Visibility should use normalized row ownership:

type SessionVisibilityInput = {
  requesterSessionKey: string;
  row: {
    key: string;
    agentId: string;
    ownerSessionKey?: string;
    spawnedBy?: string;
    parentSessionKey?: string;
  };
  visibility: "self" | "tree" | "agent" | "all";
  a2aPolicy: AgentToAgentPolicy;
};

Rules:

self: only the requester session.
tree: requester session plus rows owned by or spawned from the requester.
all: all same-agent rows, a2a-allowed cross-agent rows, and requester-owned spawned cross-agent rows even when general a2a is disabled.
agent: same agent only, unless an explicit owner relationship says the row belongs to the requester.
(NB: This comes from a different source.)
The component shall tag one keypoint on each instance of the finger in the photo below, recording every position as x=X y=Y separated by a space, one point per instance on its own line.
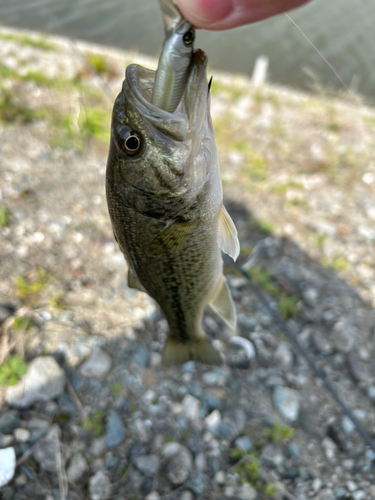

This makes tree and all monotonic: all must not hide an owned child that tree would show.

Migration Plan

Phase 1: Add Identity And Leases

Add gatewayInstanceId to Gateway state.
Add an ACPX lease store under the ACPX state directory.
Write a lease before spawning a generated wrapper.
Store leaseId on new ACPX session records.
Keep existing PID and command fields for old records.

Phase 2: Lease-First Cleanup

Change close cleanup to load leaseId first.
Verify live process ownership against the lease before signaling.
Keep the current root PID and wrapper-root fallback only for legacy records.
Mark leases closed after verified cleanup.
Mark leases lost when the process is gone before cleanup.

Phase 3: Lease-First Startup Reaping

Startup reaping scans open leases.
For each lease, verify the root process and collect descendants.
Reap verified trees children-first.
Expire old closed and lost leases with a bounded retention window.
Keep command-marker scanning only as a temporary legacy fallback, guarded by wrapper root and Gateway instance where possible.

Phase 4: Session Ownership Rows

Add ownership metadata to Gateway session rows.
Teach ACPX, subagent, background-task, and session-store writers to populate ownerSessionKey or spawnedBy.
Convert session visibility checks to use row metadata.
Remove visibility-time secondary sessions.list({ spawnedBy }) lookups.

Phase 5: Remove Legacy Heuristics

After one release window:

stop relying on stored root command strings for non-legacy ACPX cleanup
remove command-marker startup scans
remove visibility fallback list lookups
keep defensive fail-closed behavior for missing or unverifiable leases

Tests

Add two table-driven suites.

Process lifecycle simulator:

PID reused by unrelated process
PID reused by another Gateway's wrapper root
stored wrapper command is shell-quoted, live ps command is not
adapter child exits, grandchild remains in the process group
parent death SIGTERM fallback reaches SIGKILL
process listing unavailable
stale lease with missing process
startup orphan with wrapper, adapter child, and grandchild

Session visibility matrix:

self, tree, agent, all
a2a enabled and disabled
same-agent row
cross-agent row
requester-owned spawned cross-agent ACP row
sandboxed requester clamped to tree
list, history, send, and status actions

The important invariant: a requester-owned spawned child is visible wherever the configured visibility includes the requester session tree, and all is not less capable than tree.

Compatibility Notes

Old session records may not have leaseId. They should use the legacy fail-closed cleanup path:

require a live root process
require wrapper-root ownership when a generated wrapper is expected
require command agreement for non-wrapper roots
never signal based only on stale stored PID metadata

If a legacy record cannot be verified, leave it alone. Startup lease cleanup and the next release window should eventually retire the fallback.

Success Criteria

Closing an old or stale ACPX session cannot kill another Gateway's process.
Parent death does not leave stubborn adapter grandchildren running.
cancel aborts the active turn without closing reusable sessions.
sessions_list can show requester-owned cross-agent ACP children under both tree and all.
Startup cleanup is driven by leases, not broad command-string scans.
The focused process and visibility matrix tests cover every edge case that previously required one-off review fixes.